Ubiquitous protein kinase CK2 is a key regulator of cell migration, proliferation and tumor growth. CK2 is abundant in retinal astrocytes, and its inhibition suppresses retinal neovascularization in a mouse retinopathy model. In human astrocytes, CK2 co-distributes with GFAP-containing intermediate filaments, which implies its association with cytoskeleton. Contrary to astrocytes, CK2 is co-localized in microvascular endothelial cells (HBMVEC) with microtubules and actin stress fibers, but not with vimentin-containing intermediate filaments.
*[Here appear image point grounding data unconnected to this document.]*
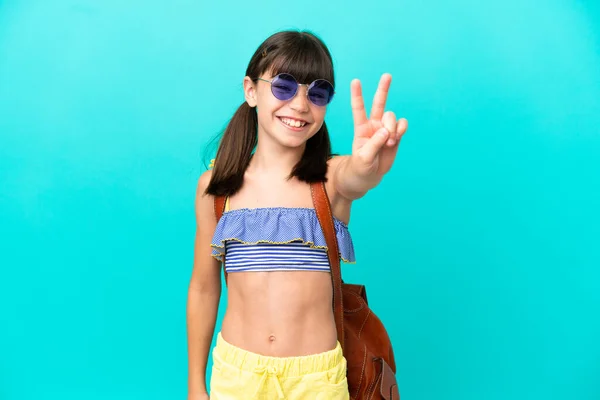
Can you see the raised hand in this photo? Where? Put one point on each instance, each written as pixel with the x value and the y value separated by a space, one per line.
pixel 376 139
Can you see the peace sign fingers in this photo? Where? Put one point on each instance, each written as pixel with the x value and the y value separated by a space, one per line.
pixel 380 98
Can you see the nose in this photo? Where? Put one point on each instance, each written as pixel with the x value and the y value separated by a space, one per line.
pixel 300 101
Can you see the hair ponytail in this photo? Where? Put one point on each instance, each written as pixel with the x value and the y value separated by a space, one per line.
pixel 234 153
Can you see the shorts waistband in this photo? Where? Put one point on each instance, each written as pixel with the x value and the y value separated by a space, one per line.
pixel 287 366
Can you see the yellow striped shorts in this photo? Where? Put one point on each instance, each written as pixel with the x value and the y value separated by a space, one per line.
pixel 240 374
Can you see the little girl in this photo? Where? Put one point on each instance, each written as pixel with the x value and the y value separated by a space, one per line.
pixel 278 338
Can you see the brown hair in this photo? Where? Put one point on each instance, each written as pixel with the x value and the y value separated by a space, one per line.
pixel 303 55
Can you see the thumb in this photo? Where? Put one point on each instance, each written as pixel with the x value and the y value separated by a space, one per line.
pixel 369 150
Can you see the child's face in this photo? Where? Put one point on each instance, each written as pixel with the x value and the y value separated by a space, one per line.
pixel 291 123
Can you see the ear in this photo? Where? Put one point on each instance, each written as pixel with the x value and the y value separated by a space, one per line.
pixel 250 91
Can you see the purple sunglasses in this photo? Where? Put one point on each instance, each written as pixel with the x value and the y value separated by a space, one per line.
pixel 284 87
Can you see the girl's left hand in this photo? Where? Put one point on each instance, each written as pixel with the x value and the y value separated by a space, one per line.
pixel 376 139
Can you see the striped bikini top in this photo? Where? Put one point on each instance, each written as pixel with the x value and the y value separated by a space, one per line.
pixel 276 239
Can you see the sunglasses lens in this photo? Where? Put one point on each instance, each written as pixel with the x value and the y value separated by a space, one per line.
pixel 284 86
pixel 320 92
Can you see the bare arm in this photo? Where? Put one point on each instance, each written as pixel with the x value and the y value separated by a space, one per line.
pixel 203 293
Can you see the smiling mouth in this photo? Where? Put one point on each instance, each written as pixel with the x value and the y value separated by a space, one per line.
pixel 293 123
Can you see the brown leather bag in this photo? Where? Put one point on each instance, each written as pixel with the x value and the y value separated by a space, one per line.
pixel 366 343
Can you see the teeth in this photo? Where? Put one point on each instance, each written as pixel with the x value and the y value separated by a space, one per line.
pixel 293 122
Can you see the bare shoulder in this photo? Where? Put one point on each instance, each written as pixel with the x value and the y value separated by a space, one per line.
pixel 204 202
pixel 340 205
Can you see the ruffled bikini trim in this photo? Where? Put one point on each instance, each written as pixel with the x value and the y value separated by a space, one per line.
pixel 285 225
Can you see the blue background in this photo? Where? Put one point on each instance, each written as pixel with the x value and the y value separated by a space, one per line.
pixel 480 249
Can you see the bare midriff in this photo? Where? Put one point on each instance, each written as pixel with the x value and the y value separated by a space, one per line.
pixel 280 313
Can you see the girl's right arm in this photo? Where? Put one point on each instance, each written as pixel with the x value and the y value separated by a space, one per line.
pixel 203 293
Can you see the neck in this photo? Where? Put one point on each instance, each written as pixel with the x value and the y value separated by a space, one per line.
pixel 273 159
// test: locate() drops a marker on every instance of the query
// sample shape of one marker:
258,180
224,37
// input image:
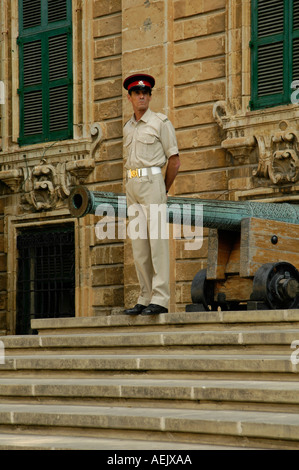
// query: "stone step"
155,392
262,339
195,320
166,363
26,441
242,427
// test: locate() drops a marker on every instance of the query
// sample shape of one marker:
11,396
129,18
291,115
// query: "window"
46,275
45,82
275,51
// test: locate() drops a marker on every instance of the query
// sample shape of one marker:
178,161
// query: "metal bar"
225,215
Specific CK2 inhibitors (TBB, TBI, TBCA and DMAT) and nine novel CK2 inhibiting compounds (TID43, TID46, Quinolone-7, Quinolone-39, FNH28, FNH62, FNH64, FNH68 and FNH74) were tested at 10-200 μM for their ability to induce morphological alterations in cultured human astrocytes (HAST-40), and HBMVEC (For explanation of the inhibitor names, see "Methods" section). CK2 inhibitors caused dramatic changes in shape of cultured cells with effective inhibitor concentrations between 50 and 100 μM. Attached cells retracted, acquired shortened processes, and eventually rounded up and detached. CK2 inhibitor-induced morphological alterations were completely reversible and were not blocked by caspase inhibition. However, longer treatment or higher inhibitor concentration did cause apoptosis. The speed and potency of the CK2 inhibitors effects on cell shape and adhesion were inversely correlated with serum concentration. Western analyses showed that TBB and TBCA elicited a significant (about twofold) increase in the activation of p38 and ERK1/2 MAP kinases that may be involved in cytoskeleton regulation. This novel early biological cell response to CK2 inhibition may underlie the anti-angiogenic effect of CK2 suppression in the retina.